Improving the usability of Python programs

Logging

It can be useful to print out either a message or the value of some variable, etc., while your code is running. This is quite common and is usually accomplished with a simple call to the print function.

x = 1.234
print("The value of x is {0:0.4f}.".format(x))
The value of x is 1.2340.

Doing this is a good idea to keep track of milestones in your code. That way, both when you are developing your code but also when other users are running the code, they can be notified of an event, progress, or value.

Printing a message is also useful for notifying the user when something is not going as expected. These are all different levels of messaging.

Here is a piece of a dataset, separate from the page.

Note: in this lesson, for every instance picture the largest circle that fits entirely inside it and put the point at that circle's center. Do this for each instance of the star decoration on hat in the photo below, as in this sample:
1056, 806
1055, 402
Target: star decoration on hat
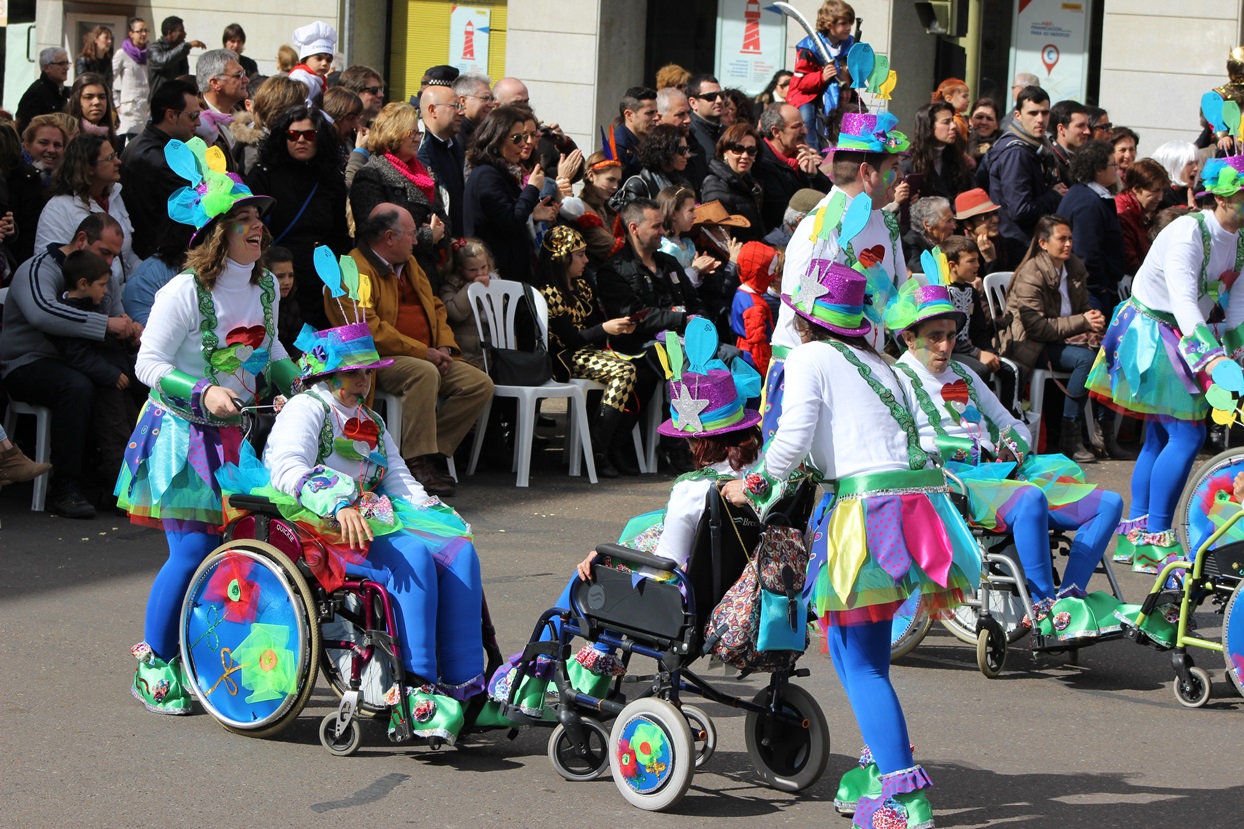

Logging is simply engaging in this behavior of printing out messages, with the added feature that you include meta data (e.g., a timestamp, the message category) with the message, as well as a filter where only messages with a high enough level of criticality are actually allowed to be printed.

Logging Basics

The general idea is that there are multiple levels of messages that can be printed. Typically these include:

  1. DEBUG - diagnostic purposes.
  2. INFO - basic information (most common).
  3. WARNING - indicating non-normal behavior.
  4. ERROR - error (the operation cannot continue).
  5. CRITICAL - error (the program cannot continue).

During the initialization portion of your code, you would configure a logger object with a format, where to print messages (e.g., console, file, or both), and what level to use by default. Usually, you would set the default log level to INFO and the debugging messages used for diagnostics would not actually be printed. Then, allow the user to override this with a command line argument (e.g., --debug).

Example Setup

Python has a logging module as part of the standard library. It is very comprehensive and allows the user to heavily customize many parts of the behavior. It is pretty strait forward to implement your own logging functionality; unless you’re doing something special why not use the standard library?

import logging

log = logging.getLogger("ProjectName")

file_handler = logging.FileHandler("path/for/output.log")
console_handler = logging.StreamHandler()

formatter = logging.Formatter("%(levelname)s %(asctime)s %(name)s - %(message)s")
file_handler.setFormatter(formatter)
console_handler.setFormatter(formatter)

log.addHandler(file_handler)
log.addHandler(console_handler)
log.setLevel(logging.INFO)

Then, somewhere in the code:

log.debug("report on some variable")
log.info("notification of milestone")
log.warn("non-standard behavior")
log.error("unrecoverable issue")
log.critical("panic!")
INFO 2018-07-24 09:41:56,683 ProjectName - notification of milestone
WARNING 2018-07-24 09:41:56,835 ProjectName - non-standard behavior
ERROR 2018-07-24 09:41:57,103 ProjectName - unrecoverable issue
CRITICAL 2018-07-24 09:41:57,103 ProjectName - panic!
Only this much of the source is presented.